The second part of a discussion based on a reading of French linguist Louis-Jean Calvet’s Language Wars.
What is the nature of the Calvet’s “war”? As discussed in an earlier post to speak a language or prefer the use of a language form rather than another “is always something more than simply using an instrument of communication” (p.63). It is often a sign of identity, of belonging to one group or another.
There is always a tension between the ‘vernacular’ (e.g. in our case Scots) which has evolved to be used with a small group and the lingua franca (English) which allows speakers access to a wider, audience “By choosing this or that form, this or that variant, the speaker indicates where he places himself” (p 57). This placement is achieved by “a regional accent, by the introduction of dialect words in a standard form, or by the use of a different language in a multilingual situation“. These are pretty much the choices open to the Scottish speaker i.e. “the whole continuum of possibilities in the range which runs from the vernacular tendency to a tendency to the lingua franca“.

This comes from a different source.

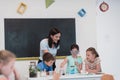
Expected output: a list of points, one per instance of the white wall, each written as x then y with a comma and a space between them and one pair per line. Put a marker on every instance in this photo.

How the speaker identifies with the various forms depends on his or her ‘language attitude‘. Attitude is the front line in the language war. Take the 2010 survey gleefully reported by the anti-Scots press that “almost two-thirds of the Scottish public do not believe Scots is a real language“,
Calvet describes a parallel situation with Provençal, a variety of Occitan spoken in Southern France. He interviewed an elderly native speaker near Nice but “for her Provençal did not exist, at least not under that name; she thought she spoke ‘lou patois’, that is her vernacular language, and French the country’s lingua franca, relying on a familiar pejorative contrast“. In a depressing attitude similar to many Scots speakers “she insisted on the unity of French, which she contrasted with the fragmentation of Provençal. For she carefully distinguished her ‘patois’ from the patois of other people, which she nevertheless understood perfectly…she preferred to emphasise differences of detail which seemed to her to be of the highest importance” (p57-58).
These attitudes in Scotland and Provence are not ‘natural’ but have been manufactured over centuries by distain, neglect and open suppression. The aim is to chip away at Scots and Provençal linguistic and presumably political identity. In both Scotland and Provence the power elites seem to be winning the battle of attitudes, but then they have been able to put a lot of time and resources into it.